Second, following Choueifaty and Coignard (2008), we compute the diversification ratio as the ratio of the weighted average of asset volatilities divided by the portfolio volatility.

$$\begin{aligned} \text {Diversification ratio}= & {} \frac{1}{T-\tau }\sum _{t=\tau }^{T}\frac{w_t'\sigma _t}{\sqrt{w_t'\Sigma _t w_t}}, \end{aligned}$$
(21)

where \(\Sigma _t\) is calculated as in Eq. (13) and \(\sigma _t=\sqrt{\text {diag}(\Sigma _t)}\). Due to its definition, the diversification ratio takes up values \(\ge 1\) and is higher when the portfolio exhibits higher (better) diversification levels.

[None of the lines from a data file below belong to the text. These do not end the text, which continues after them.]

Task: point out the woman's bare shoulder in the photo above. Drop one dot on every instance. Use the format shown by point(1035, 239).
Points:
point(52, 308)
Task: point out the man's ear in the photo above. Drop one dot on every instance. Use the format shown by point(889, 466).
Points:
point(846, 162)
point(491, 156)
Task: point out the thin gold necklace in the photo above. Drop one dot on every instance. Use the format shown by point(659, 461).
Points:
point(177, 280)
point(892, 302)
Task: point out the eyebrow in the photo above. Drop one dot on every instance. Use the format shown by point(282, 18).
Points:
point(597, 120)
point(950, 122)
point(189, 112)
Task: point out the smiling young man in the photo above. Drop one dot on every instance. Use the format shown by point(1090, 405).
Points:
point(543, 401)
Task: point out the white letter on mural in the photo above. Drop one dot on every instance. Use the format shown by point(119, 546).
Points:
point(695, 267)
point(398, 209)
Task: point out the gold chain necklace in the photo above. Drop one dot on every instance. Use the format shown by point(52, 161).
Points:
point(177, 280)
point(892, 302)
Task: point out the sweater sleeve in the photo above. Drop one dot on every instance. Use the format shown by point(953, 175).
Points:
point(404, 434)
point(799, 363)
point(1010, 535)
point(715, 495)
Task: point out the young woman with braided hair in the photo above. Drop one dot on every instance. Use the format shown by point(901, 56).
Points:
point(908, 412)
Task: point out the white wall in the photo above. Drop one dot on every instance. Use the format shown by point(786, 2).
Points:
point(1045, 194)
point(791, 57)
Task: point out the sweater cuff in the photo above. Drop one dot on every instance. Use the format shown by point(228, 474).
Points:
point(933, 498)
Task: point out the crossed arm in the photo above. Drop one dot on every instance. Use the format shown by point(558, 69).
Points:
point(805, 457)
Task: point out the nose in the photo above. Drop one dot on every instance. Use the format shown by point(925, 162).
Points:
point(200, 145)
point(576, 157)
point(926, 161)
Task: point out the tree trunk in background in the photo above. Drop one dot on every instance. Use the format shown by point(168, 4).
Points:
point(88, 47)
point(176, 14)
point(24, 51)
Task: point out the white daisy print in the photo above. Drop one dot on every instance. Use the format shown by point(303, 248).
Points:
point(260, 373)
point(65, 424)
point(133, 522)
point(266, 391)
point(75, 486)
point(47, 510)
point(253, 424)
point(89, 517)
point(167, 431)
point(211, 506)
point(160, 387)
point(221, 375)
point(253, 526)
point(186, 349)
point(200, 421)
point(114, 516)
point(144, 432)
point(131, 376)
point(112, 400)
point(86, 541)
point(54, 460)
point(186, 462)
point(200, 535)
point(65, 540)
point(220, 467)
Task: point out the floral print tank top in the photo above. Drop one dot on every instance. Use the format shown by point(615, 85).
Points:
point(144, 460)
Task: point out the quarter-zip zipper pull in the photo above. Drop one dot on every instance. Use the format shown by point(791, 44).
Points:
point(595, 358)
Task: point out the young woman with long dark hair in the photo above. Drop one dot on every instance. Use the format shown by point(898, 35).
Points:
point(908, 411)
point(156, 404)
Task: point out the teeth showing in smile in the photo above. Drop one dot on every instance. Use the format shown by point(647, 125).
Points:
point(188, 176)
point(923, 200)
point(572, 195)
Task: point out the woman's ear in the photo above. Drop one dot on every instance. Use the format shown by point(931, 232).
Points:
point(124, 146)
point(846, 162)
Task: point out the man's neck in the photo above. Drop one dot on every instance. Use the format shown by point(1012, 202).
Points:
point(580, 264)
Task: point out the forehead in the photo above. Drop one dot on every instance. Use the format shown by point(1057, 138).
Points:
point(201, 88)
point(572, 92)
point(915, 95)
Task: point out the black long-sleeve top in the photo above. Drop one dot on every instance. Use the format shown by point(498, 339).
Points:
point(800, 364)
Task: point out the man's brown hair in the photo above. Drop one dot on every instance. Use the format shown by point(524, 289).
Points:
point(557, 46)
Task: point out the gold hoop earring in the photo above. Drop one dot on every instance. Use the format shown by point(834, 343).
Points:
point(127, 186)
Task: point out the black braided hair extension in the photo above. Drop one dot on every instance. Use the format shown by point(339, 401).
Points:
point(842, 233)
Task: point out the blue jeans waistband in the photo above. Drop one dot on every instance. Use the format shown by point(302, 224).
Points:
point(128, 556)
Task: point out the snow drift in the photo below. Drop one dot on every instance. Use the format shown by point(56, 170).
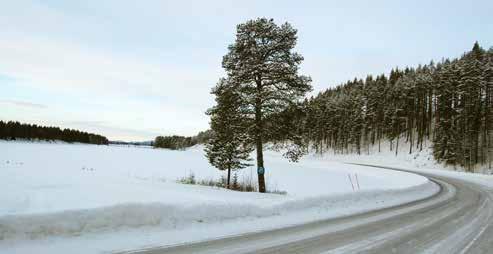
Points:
point(61, 189)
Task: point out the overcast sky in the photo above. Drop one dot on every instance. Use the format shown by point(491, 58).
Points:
point(131, 70)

Finally, to gain more insight into the model structure, we analyze the final \(\delta\) values of model types (3) and (7). All the values are reported on a daily basis.

Course of action

For our empirical work, we use a non-expanding rolling window study that incorporates cross-validation for our tuning parameter. As mentioned earlier, we evaluate the tuning parameter \(\delta\) for the LASSO constraint, so that it may change each day. The parameter k is left constant over time, set to 0.0005 for the 319 S&P dataset and 0.001 for the 100 S&P dataset. These values were found by checking different values k for each dataset in a small subsample. Changing k by a reasonably large number did not result in vastly different outcomes. In general, choosing a too large value for k leads to a portfolio that still has high turnover, whereas choosing it to be too small worsens its risk/return profile. The more the assets considered, the lower k should be.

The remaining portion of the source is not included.